← CSC 123 Introduction to Community Action Computing

Lab 5: Data Visualization with Vega-Lite

This lab assumes that you have worked through the lecture notes and in-class activity for Data visualization with Vega-Lite.

This lab will give you practice making data visualizations to help make sense of large datasets.

The lab asks you to create visualizations in the Vega Online Editor. You will export three URLs, one per Part of this lab. Make sure to save those URLs in a note on your computer as you complete each part, so you’re able to submit your work.

Part 1

You have a choice about the domain about which you want to make your visualisations.

You can choose from the following datasets:

Take some time to study these datasets. Each one contains an array of objects.

For example, in the earthquakes dataset, each object is a single earthquake. It holds information about the following fields:

year: the year in which the earthquake occurred
month: the month in which the earthquake occurred
magnitude: the magnitude of the earthquake on a scale from 1–10
numStations: the number of seismic stations involved in detecting the earthquake
location: the location of the earthquake

The first object in this dataset is:

{
  "year": "2022",
  "month": "Aug",
  "magnitude": 6.3,
  "numStations": 150.0,
  "location": "Pacific-Antarctic Ridge"
}

In the construction dataset, each object contains the new housing permits that were granted in a US given state in a particular month. It has the following fields:

month: the month in which permits were granted
year: the year in which the permits were granted
state: the name of the US state
numSingleUnitPermits: the number of single-unit permits (single-family homes) that were granted that month
numFivePlusUnitPermits: the number of permits for larger constructions (like builds of many condos as opposed to a house) that were granted that month
singleUnitValuationsK: the estimated total value of all the single-unit constructions that month, in thousands of dollars
fivePlusUnitsValuationsK: the estimated total value of all the 5+-unit constructions that month, in thousands of dollars

The first object in this dataset is:

{
	"state": "Mississippi",
	"numSingleUnitPermits": 286,
	"numFivePlusUnitPermits": 16,
	"month": "January",
	"year": 2011,
	"singleUnitValuationsK": 43160,
	"fivePlusUnitsValuationsK": 1010
}

Both these datasets have all the kinds of data that we talked about in class:

The earthquake magnitude and the singleUnitValuationsK are examples of quantitative data.
The earthquake location and the state of the construction permits are examples of nominal data.
The month field in both datasets is an example of ordinal data. Indeed, the year is also an example of ordinal data—just because we use numbers to represent years doesn’t mean that it is quantitative!
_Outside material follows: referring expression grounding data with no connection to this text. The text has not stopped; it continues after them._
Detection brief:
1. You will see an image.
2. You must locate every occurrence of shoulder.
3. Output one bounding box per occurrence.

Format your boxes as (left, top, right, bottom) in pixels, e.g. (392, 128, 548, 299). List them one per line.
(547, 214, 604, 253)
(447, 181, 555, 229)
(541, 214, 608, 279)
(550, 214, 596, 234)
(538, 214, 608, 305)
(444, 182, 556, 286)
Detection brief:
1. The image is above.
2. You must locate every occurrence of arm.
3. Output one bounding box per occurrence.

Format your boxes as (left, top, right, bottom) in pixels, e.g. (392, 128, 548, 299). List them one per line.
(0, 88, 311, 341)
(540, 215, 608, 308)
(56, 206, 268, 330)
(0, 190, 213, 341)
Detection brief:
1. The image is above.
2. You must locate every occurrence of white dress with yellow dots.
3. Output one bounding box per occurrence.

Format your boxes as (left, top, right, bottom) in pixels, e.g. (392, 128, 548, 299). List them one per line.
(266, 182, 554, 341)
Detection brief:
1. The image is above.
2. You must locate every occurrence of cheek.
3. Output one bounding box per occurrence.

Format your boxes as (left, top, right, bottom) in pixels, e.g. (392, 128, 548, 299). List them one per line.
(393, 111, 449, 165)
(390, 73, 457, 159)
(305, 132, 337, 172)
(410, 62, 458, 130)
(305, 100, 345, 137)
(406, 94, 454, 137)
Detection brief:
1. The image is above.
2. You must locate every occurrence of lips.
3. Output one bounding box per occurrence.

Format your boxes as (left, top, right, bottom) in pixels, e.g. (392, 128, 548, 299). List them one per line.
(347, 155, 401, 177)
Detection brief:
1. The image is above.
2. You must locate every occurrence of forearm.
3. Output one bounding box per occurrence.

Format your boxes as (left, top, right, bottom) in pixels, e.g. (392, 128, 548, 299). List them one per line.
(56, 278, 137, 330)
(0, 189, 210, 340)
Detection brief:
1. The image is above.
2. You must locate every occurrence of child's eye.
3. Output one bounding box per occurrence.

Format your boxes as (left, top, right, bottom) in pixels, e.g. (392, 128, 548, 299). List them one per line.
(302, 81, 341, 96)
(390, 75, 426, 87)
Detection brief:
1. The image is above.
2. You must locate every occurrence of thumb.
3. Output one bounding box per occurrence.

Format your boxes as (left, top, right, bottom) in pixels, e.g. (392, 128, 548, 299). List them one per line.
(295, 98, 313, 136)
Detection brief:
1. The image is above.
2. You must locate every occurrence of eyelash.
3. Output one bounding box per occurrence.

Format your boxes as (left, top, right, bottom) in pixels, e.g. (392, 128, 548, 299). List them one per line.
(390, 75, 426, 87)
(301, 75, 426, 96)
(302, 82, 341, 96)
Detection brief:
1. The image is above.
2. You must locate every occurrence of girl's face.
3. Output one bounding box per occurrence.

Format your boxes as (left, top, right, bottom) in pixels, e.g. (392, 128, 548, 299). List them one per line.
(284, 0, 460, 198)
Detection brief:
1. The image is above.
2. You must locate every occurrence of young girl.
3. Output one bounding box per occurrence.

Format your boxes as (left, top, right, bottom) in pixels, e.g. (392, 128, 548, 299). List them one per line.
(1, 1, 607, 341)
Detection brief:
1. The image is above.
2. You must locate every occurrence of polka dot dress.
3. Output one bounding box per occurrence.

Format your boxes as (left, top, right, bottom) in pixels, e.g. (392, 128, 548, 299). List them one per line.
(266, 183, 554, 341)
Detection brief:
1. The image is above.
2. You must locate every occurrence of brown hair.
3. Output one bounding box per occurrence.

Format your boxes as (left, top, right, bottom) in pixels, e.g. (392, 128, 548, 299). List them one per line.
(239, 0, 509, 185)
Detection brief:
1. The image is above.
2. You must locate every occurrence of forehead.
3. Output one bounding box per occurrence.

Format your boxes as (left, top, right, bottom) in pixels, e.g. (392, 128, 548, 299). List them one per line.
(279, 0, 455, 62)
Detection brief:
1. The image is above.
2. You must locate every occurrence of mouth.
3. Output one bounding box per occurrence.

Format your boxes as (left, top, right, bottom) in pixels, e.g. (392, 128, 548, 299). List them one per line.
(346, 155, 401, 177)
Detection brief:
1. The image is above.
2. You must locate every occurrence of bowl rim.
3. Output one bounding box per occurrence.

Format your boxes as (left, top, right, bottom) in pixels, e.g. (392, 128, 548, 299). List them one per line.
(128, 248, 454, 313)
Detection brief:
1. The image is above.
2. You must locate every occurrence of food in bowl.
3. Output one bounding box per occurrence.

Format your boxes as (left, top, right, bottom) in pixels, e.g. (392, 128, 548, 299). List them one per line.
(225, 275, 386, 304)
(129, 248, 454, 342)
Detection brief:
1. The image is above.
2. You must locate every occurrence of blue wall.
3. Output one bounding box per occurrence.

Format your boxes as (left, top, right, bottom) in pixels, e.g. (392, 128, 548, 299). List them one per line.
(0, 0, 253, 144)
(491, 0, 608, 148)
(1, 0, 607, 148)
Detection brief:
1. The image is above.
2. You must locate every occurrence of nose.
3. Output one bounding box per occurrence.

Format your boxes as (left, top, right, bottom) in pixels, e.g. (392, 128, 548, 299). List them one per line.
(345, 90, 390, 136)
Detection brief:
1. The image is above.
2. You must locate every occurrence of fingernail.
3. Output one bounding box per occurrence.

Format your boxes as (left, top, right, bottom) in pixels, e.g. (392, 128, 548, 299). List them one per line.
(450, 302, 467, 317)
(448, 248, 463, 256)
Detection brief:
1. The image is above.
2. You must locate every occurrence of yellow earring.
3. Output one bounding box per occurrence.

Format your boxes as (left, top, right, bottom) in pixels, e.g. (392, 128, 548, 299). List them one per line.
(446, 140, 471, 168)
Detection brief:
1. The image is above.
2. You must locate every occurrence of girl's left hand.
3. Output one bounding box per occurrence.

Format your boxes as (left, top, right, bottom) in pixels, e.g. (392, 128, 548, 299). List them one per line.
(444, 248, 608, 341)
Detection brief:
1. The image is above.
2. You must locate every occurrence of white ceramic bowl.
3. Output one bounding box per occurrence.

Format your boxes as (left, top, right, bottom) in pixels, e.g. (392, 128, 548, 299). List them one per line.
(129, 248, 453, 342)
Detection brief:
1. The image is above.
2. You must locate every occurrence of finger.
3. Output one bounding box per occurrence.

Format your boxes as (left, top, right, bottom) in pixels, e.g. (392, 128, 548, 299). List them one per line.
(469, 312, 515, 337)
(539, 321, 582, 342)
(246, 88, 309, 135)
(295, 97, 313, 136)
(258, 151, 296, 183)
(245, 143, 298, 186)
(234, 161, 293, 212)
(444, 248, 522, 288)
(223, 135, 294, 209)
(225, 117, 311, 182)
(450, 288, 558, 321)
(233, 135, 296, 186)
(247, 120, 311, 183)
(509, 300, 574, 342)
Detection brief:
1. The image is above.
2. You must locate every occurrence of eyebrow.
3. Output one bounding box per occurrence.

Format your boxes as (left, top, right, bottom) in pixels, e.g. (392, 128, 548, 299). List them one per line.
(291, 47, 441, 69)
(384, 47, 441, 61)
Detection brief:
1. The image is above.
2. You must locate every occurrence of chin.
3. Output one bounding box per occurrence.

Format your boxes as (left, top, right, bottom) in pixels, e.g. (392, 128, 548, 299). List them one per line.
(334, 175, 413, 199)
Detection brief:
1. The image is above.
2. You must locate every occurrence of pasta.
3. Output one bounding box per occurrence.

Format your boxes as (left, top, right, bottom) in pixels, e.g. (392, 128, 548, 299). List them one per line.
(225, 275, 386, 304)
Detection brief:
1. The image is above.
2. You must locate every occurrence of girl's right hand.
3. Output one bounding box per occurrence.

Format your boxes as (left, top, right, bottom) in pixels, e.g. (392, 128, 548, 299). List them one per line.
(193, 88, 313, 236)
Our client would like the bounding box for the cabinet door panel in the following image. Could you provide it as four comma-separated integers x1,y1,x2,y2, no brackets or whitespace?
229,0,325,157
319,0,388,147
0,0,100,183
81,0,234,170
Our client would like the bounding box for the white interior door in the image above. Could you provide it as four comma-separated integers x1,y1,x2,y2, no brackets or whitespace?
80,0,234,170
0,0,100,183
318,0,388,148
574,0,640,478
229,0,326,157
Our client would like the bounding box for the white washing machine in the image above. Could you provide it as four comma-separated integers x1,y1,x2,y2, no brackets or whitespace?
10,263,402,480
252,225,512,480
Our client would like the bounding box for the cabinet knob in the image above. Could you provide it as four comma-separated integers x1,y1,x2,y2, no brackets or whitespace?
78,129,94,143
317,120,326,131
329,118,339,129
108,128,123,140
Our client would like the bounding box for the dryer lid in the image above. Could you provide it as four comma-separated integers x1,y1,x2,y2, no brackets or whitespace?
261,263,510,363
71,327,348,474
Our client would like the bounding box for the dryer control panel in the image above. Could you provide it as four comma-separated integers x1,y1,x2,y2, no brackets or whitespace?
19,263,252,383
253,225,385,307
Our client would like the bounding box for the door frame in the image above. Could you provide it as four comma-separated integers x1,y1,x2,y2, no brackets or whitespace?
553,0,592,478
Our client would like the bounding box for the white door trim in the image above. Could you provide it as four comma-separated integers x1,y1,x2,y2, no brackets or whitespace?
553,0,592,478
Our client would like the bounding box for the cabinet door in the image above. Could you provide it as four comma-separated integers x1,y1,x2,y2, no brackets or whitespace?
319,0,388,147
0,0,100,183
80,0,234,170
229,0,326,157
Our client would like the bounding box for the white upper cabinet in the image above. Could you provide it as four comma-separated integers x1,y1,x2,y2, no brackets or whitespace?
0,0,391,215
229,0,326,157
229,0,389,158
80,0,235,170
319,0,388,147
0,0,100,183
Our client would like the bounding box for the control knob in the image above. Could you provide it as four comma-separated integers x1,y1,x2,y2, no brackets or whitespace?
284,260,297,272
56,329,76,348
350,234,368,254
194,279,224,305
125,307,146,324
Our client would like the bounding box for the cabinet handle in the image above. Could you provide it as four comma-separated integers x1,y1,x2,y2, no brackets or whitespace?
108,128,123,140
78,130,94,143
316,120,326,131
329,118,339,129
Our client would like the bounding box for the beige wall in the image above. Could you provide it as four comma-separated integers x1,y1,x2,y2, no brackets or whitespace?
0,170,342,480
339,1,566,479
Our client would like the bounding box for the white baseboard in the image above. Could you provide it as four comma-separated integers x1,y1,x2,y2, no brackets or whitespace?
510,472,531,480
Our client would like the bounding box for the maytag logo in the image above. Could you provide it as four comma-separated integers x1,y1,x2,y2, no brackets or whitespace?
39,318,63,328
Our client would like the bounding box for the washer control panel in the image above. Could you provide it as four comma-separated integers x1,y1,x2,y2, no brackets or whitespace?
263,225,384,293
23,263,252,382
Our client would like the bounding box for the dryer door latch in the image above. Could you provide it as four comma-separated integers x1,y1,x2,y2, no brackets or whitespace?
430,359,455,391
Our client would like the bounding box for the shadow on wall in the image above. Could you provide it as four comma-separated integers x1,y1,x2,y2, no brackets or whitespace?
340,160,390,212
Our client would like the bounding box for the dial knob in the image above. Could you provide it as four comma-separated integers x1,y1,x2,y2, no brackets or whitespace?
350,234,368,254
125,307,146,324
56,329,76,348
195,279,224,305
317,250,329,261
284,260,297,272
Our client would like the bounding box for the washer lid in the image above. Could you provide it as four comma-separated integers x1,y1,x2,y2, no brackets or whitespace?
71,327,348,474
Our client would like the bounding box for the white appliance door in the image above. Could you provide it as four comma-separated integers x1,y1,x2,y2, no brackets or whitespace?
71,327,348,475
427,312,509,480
In this lab we’re going to use these datasets to make interesting charts.

Use the following code as your starting point:

{
  "$schema": "https://vega.github.io/schema/vega-lite/v5.json",
  "data": {

  },
  "mark": {

  },
  "encoding": {
    "x": {

    },
    "y": {

    }
  }
}

We will now be working with the datasets described above, so we need to point our chart to the appropriate data source. Since the earthquakes dataset and the construction permits dataset each have thousands of records, it’s not feasible to write out the records in the chart editor itself like we did in class.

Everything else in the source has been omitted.